Realisations I do not know what to do with, an approach which views psychiatry as part of state power and the common human practice of ‘othering’, dramatically argued chapters about the illegitimacy and corruption of psychiatric treatments and their deliberately damaging effects: one can see that to read this book is to be caught in a meta-narrative of urgent and global consequences, of moral polarisation and imperative. It is a book written in such a way as to produce two possible outcomes – to create revolution or to be ignored. Therein lies its great difficulty, and depending on what you feel about psychiatry – perhaps what you already feel before you pick the book up – you will likely either see the two options as a problem which is located in Burstow’s head (leading to an dismissal of the text, which is uncomfortable given her credentials and the highly referenced and logically-argued nature of much of it), or a problem located in psychiatry and society (leading to the sense of great unrest and urgency she would endorse). As such, one could argue that Burstow has very faithfully presented the world (and critical mental health discourse) as it is.

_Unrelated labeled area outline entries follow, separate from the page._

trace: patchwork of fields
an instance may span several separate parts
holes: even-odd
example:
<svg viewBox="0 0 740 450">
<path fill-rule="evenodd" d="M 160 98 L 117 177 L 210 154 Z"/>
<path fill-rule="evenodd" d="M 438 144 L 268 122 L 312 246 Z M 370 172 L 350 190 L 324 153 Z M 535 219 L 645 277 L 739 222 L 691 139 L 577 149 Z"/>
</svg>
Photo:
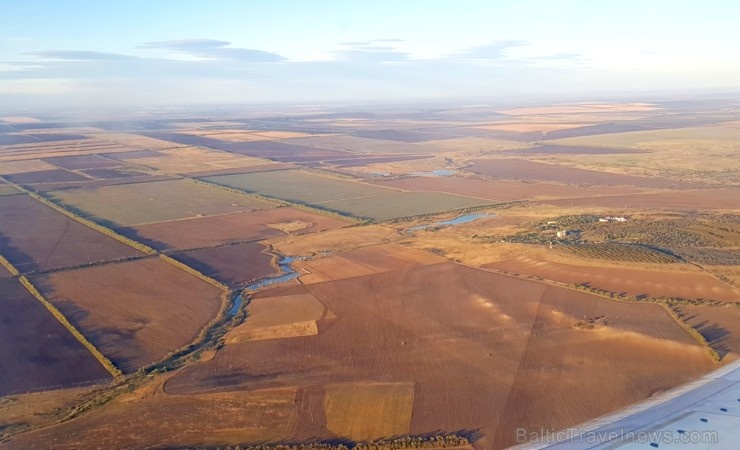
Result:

This problem is crystallised in the final chapter, entitled Dusting Ourselves Off and Starting Anew. If one views the problem of psychiatry as being part of a grand narrative about power, if the problem is on a global scale, then the solutions one has to propose must be too. The result is an enormously idealistic closing chapter, and, just as before, depending on your point of view you may see it as essential, brave and perhaps even prophetic, or else naive, opinionated and utopian. You may feel that in widening the discussion to war, gender inequality and the environment Burstow is going ‘off-topic’, or else you may feel that she is finally getting the the heart of the matter. With subheadings such as Daring to Dream and A Better World, I would imagine that Burstow would be aware of this, saying that it is a matter for professional to “decide whose side they are on” (262). There are some sections on trauma I will certainly return to. My own feeling is that your point of view is likely to be shaped by your experience of power: if you have it, it is generally hard to see what all the fuss is about. It would be wrong to conclude that this book is somehow all just a matter of strong opinion to either like or dislike. The mainstream and more accepted face of mental health services is obviously no less caught in a narrative: one which raises certain ideas to high prominence while sweeping huge problems (bad science, corruption, discrimination, harm, history) under the carpet. Those who reject the central arguments of this book will probably find it very difficult to explain why. And that suggests that it is crucial reading.